Least controversial was the institutional placement of shares in Air New Zealand before Christmas, taking the government's controlling stake in the company from 74 percent to 51 percent.
Crawford defended the structure of the MRP and Meridian floats.
"The right decisions were made on the information we had at the time," he said. He would not be drawn on the impacts of the Labour-Greens single buyer New Zealand Power policy proposals.
Also hitting the process was the renegotiation of Meridian's contracts to supply electricity to the Rio Tinto-controlled aluminium smelter at Tiwai Point.
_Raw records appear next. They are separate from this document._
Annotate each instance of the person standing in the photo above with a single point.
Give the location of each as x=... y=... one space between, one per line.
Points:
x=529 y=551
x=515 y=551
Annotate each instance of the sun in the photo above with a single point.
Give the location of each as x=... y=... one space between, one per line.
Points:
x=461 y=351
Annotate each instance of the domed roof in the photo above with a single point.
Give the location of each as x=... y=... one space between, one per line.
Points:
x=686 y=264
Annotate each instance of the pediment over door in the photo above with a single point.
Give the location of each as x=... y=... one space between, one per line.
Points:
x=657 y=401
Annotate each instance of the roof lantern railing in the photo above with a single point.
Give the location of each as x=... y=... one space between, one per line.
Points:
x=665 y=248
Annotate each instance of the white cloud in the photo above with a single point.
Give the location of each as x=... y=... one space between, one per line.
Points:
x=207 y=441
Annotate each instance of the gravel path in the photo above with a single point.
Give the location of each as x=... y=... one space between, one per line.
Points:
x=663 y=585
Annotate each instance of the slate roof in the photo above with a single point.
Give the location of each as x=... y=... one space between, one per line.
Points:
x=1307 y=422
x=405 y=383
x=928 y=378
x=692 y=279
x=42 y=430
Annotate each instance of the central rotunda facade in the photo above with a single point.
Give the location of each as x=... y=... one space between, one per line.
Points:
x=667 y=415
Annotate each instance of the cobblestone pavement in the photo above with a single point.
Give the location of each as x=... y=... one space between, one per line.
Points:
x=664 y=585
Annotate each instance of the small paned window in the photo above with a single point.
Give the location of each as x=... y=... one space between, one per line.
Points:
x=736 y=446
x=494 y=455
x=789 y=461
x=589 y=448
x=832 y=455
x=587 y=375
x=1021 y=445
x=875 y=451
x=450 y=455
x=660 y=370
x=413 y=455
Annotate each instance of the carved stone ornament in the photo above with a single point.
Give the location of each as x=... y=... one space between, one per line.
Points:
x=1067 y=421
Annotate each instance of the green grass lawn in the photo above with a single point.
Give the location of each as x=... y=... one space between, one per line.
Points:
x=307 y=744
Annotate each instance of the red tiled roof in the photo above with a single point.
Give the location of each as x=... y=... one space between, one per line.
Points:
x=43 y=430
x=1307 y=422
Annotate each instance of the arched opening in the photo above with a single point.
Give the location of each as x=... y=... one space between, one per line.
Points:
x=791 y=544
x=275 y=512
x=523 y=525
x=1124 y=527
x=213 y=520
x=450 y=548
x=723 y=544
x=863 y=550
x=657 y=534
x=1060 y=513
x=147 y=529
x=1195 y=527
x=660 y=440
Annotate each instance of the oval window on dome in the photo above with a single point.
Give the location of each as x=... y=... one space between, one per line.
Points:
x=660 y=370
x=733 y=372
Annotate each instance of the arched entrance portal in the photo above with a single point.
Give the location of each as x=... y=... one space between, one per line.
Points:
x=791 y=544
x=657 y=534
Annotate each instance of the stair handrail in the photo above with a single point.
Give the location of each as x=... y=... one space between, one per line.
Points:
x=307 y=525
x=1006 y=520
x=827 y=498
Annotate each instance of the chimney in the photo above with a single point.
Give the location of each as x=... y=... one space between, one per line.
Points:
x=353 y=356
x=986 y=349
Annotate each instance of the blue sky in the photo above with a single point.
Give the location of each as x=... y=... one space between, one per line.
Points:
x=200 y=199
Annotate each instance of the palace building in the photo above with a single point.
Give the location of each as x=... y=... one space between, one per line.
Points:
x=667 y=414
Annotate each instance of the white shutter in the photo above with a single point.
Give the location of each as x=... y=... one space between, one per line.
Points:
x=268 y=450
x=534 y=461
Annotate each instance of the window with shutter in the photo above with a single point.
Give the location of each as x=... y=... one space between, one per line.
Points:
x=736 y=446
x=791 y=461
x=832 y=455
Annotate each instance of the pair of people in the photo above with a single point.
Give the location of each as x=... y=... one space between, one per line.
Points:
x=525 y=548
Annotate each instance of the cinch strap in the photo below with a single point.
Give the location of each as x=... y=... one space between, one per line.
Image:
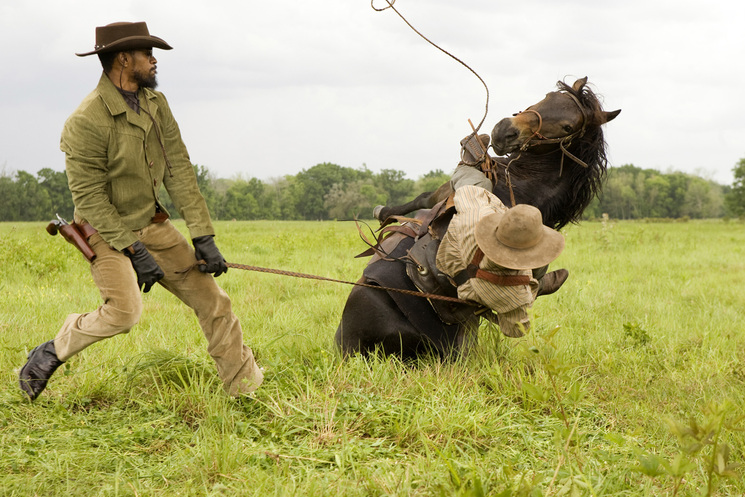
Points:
x=473 y=271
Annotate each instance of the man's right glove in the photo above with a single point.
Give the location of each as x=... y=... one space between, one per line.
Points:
x=206 y=250
x=148 y=271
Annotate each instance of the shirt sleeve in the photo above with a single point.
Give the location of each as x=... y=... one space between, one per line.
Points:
x=86 y=162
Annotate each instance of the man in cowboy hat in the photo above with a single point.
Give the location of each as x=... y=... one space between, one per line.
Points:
x=490 y=251
x=121 y=145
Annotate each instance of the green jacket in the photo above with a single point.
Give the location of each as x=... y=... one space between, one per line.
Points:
x=116 y=166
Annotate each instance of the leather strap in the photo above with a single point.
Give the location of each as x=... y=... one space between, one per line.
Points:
x=473 y=271
x=85 y=229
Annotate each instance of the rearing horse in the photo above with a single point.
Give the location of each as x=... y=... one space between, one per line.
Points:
x=556 y=162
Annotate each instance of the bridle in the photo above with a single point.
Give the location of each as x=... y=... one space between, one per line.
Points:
x=564 y=142
x=537 y=139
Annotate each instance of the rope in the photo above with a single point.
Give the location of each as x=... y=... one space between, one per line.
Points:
x=246 y=267
x=390 y=6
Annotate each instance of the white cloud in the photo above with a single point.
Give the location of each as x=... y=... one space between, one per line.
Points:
x=270 y=88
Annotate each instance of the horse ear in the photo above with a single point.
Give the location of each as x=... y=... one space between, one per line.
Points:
x=609 y=116
x=579 y=84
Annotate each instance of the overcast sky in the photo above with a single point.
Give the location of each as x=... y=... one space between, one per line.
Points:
x=268 y=88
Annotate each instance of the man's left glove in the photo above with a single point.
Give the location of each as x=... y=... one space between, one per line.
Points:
x=206 y=250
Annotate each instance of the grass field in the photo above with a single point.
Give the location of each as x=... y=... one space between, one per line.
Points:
x=633 y=382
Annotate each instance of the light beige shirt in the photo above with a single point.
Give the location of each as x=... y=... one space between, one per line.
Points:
x=458 y=246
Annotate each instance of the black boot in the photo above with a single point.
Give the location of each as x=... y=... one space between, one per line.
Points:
x=41 y=365
x=552 y=281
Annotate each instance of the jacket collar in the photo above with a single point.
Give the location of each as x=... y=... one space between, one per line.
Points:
x=114 y=101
That sharpened investor and public focus on the potential for the smelter to reduce or terminate operations, which currently use about one-seventh of the country's total electricity output.
As a result, and because Solid Energy was pulled from the sale process because of its financial distress, the programme will undershoot its original $5 billion to $7 billion target for funds raised to fund government capital projects, instead of raising additional government debt.
Since the Supreme Court decision on Feb 25 last year allowing asset sales to go ahead, there had been three IPO's, as well as the Solid Energy negotiation.
"It's been an incredible 13 months in terms of what's been achieved," said Crawford.
Prior to joining DPMC and then Treasury, Crawford worked in corporate advisory roles at Boston Consulting Group and in merchant banking for Deutsche Bank in New Zealand.